A will is a tool that dictates where a decedent’s assets go after they die. The decedent’s assets can be split between any person or entity, including businesses or nonprofits. When the entire estate has been distributed according to the will, the will no longer has any effect and is terminated. A key aspect of a will is that the transfer of the decedent’s assets happens “immediately” upon their death. Practically, this transfer takes time, but the legal ownership transfer happens when the testator, the person who “wrote” the will, dies. The will appoints a personal representative who oversees the transfers and who handles distributing all the assets of the decedent according to their will.

Like a will, a trust is a tool to disperse of a decedent’s assets when they die. A trust, however, is a separate entity from the decedent. So, in one sense, a trust is its own person or entity. A trust owns anything that a person has transferred to the trust, and the trust can give it away over time or under certain, specific conditions. The person who creates the trust, the grantor, can also appoint themselves as the trustee, the person who runs the trust, or choose someone else. The trustee oversees everything the trust owns and has a fiduciary duty to ensure that the assets are managed and distributed according to the terms of the trust.

Unlike a will, a person, called the “grantor”, can transfer assets to their trust while they are alive, as well as through their will when they pass. The assets owned by the trust can be distributed at once upon the death of the grantor or can be held until a certain event occurs. A common example might be that a grantor can specify that their child will not receive their inheritance until they turn 25 or graduate from college. Additionally, a grantor can specify that they do not want their child to receive their inheritance all at once but divided into annual payments.

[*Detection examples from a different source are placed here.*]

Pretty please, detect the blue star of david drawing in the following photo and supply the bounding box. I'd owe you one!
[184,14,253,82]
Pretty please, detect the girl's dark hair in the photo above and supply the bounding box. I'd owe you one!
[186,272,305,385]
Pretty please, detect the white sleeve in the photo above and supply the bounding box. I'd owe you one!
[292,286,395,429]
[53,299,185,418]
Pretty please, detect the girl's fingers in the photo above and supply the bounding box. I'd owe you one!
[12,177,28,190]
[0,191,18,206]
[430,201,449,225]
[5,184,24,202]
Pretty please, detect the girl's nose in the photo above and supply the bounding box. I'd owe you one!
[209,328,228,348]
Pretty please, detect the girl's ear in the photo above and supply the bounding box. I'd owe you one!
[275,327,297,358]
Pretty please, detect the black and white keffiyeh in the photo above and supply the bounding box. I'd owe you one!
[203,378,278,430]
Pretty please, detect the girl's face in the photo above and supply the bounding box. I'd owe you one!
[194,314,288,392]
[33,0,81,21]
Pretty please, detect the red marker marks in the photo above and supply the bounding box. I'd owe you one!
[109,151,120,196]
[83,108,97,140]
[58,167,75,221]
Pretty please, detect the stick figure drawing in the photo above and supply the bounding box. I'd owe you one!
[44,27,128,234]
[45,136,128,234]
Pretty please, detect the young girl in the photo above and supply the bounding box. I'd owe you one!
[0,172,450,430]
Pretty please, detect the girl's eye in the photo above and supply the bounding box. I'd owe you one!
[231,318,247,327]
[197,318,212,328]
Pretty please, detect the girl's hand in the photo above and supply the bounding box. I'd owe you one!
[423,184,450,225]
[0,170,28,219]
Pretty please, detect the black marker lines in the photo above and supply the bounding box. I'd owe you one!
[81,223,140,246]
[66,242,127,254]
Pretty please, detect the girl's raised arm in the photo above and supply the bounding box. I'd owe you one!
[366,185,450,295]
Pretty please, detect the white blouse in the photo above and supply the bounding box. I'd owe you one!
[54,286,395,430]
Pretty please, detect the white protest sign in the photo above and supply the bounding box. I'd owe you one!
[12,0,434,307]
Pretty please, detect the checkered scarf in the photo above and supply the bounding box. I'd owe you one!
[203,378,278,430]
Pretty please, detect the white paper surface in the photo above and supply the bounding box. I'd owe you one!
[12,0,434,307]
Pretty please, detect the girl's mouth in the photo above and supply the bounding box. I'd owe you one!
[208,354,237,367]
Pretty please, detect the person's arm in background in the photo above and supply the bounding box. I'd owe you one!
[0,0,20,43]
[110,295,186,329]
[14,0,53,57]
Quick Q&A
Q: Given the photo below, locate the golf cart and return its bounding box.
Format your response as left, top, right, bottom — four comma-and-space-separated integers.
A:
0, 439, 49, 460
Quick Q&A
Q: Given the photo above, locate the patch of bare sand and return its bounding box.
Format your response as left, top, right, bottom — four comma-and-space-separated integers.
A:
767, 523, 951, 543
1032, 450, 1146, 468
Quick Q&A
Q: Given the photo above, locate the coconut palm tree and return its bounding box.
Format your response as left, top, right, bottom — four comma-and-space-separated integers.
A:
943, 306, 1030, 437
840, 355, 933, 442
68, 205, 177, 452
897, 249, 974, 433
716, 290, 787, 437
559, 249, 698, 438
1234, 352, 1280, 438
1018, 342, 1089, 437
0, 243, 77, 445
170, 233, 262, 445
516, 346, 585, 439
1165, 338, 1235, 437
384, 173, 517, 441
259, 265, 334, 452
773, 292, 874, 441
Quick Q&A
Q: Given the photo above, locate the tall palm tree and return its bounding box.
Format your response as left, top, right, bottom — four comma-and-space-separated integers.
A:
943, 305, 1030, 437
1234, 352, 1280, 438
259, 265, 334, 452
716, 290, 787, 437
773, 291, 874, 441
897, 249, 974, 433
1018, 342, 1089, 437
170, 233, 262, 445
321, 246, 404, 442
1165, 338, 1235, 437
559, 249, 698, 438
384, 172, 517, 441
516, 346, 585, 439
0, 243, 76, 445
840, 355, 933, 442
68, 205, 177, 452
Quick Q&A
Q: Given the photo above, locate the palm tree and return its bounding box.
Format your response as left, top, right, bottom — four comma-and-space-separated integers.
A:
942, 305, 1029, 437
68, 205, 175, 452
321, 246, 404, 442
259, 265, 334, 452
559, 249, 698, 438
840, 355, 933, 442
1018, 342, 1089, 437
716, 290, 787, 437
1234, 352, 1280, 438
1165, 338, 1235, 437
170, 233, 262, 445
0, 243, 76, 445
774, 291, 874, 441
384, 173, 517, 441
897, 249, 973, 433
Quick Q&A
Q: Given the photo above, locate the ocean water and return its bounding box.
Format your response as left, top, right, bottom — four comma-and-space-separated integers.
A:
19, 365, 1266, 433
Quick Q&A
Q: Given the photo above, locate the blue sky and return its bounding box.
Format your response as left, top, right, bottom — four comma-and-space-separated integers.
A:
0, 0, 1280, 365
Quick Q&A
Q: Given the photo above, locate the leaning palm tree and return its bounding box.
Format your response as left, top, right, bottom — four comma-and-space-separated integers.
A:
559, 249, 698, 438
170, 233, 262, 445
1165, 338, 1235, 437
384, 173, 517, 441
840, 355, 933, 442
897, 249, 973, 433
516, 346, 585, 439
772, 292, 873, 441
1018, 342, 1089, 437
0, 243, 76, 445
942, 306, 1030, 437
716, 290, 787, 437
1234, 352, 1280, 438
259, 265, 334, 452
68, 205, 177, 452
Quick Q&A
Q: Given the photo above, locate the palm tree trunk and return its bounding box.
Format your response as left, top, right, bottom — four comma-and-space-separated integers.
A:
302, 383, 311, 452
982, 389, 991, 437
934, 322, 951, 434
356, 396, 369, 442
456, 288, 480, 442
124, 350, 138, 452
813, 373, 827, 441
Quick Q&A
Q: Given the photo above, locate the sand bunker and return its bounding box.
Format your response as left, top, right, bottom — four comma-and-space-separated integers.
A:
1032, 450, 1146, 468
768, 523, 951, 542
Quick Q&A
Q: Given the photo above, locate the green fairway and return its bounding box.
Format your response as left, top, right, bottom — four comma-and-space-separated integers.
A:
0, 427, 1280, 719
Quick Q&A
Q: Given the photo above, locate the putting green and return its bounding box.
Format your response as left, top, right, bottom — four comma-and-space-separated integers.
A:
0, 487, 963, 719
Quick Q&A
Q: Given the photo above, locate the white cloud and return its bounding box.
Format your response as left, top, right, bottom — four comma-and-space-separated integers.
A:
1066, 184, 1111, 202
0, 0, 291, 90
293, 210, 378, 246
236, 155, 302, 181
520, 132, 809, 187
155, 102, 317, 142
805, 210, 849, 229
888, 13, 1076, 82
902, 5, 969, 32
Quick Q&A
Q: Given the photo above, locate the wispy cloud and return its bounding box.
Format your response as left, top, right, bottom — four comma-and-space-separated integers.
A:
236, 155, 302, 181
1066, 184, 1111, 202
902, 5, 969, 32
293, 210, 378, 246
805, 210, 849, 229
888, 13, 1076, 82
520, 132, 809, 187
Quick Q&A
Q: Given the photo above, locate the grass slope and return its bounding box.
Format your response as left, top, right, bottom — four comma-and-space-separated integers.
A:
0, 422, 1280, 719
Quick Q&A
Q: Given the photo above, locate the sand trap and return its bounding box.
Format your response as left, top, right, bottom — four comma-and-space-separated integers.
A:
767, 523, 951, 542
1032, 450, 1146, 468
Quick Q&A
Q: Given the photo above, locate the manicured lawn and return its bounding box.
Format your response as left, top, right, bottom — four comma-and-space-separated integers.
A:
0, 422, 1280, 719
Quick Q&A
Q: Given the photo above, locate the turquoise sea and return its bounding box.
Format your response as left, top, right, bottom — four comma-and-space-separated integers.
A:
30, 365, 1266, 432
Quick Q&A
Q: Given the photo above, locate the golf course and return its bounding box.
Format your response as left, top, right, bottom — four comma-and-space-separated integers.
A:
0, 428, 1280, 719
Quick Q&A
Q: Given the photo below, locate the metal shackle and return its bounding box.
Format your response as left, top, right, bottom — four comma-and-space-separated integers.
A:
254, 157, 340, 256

Because of how a trust is a separate entity (like a person or business) from the grantor, using a trust instead of a will can save a significant amount of money in estate taxes when distributing an estate. For example, the Minnesota estate tax threshold as of 2022 is $3 million, which means that if an estate consists of more than $3 million, anything over $3 million is taxed at the corresponding Minnesota estate tax rate, ranging from 13% to 16%. What a properly drafted trust can do is divide ownership of the estate between two entities, the person/grantor, and the trust, each being able to transfer up to the $3 million threshold without sustaining the estate tax.